Helpers: simulate_disagg() (the model’s own DGP, for recovery and examples), align_disagg_inputs() and disaggregate_from_files() (read + align CPI and VAB-weight Excel files), disagg_default_priors(), disagg_stan_code().

Removed: the entire deterministic legacy (F1–F6 audit)

The 0.1.2 “deterministic Bayesian” family never conditioned on the aggregate CPI (F1): the posterior was derived from the prior weight matrix alone, several pieces cancelled on renormalization (Dirichlet concentration F2, temporal pattern F3), the “efficiency” term was a fixed constant (F4), there were no recovery tests (F5), and robust_cor opportunistically picked the larger correlation (F6). Because that foundational defect cannot be fixed without turning the method into the new evidence-based engine, the deterministic blend was retained for one design cycle as a baseline and then removed entirely (it added nothing the two Bayesian engines do not do, honestly). Deleted: bayesian_disaggregate(), posterior_weighted/multiplicative/dirichlet/adaptive(), compute_L_from_P(), spread_likelihood(), coherence_score(), numerical_stability_exp(), temporal_stability(), stability_composite(), interpretability_score(), run_grid_search(), save_results(), and the robust_cor/kl_divergence/ total_variation/safe_div utilities.

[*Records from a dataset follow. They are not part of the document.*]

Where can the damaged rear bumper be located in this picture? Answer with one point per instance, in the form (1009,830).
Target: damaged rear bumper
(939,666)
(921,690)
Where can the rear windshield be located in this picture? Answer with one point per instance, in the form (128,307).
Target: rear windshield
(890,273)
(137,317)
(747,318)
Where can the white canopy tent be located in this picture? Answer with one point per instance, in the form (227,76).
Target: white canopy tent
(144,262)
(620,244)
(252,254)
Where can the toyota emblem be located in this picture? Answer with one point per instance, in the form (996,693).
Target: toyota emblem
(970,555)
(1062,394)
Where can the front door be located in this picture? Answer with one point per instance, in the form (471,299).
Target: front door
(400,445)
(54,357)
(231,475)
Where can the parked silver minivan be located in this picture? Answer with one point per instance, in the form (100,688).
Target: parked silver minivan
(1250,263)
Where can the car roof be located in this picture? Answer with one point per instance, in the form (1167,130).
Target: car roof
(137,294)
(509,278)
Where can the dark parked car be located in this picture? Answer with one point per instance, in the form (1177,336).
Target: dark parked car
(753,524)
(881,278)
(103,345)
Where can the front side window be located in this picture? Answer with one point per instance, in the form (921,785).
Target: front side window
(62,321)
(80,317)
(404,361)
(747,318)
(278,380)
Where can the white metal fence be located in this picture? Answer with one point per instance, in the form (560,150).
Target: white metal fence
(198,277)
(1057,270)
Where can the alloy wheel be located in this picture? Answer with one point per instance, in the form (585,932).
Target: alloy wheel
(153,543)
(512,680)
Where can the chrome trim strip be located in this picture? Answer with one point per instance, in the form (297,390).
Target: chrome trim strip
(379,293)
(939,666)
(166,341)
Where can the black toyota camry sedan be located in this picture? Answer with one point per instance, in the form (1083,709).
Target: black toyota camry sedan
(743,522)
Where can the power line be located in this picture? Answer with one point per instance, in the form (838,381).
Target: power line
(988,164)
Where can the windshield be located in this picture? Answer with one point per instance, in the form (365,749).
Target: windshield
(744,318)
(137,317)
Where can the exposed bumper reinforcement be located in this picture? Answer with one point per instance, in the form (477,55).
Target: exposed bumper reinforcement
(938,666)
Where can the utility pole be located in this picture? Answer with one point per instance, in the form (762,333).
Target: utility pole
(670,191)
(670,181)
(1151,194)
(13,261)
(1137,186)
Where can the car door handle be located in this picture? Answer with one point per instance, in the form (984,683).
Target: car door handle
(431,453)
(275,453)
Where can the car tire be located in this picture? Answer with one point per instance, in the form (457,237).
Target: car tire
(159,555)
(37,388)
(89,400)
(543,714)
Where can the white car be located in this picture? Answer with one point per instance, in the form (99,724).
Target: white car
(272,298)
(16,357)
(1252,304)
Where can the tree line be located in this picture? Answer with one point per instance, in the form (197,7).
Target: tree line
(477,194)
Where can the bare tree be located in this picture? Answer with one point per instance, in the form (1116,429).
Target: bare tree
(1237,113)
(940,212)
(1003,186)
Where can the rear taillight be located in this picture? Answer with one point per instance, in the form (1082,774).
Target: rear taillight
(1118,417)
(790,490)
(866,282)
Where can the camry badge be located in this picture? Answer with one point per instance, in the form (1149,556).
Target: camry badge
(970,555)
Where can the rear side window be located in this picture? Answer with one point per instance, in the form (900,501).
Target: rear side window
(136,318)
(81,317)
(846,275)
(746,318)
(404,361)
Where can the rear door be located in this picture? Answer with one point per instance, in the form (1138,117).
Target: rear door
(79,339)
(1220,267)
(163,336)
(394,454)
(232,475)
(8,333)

Validation and documentation

Recovery on synthetic data from the model’s own DGP (the aggregate is strongly identified; the sectoral split is honestly weakly identified — wide bands).
Bit-for-bit golden regression of the Stan computation path via generate_quantities on frozen draws (isolating CSV serialization rounding).
New vignette evidence-based-disaggregation documenting the model, the two engines, the F1–F6 rationale and the coupling to the nested OU.
DESCRIPTION no longer claims a “novel/original” contribution (anti-overreach).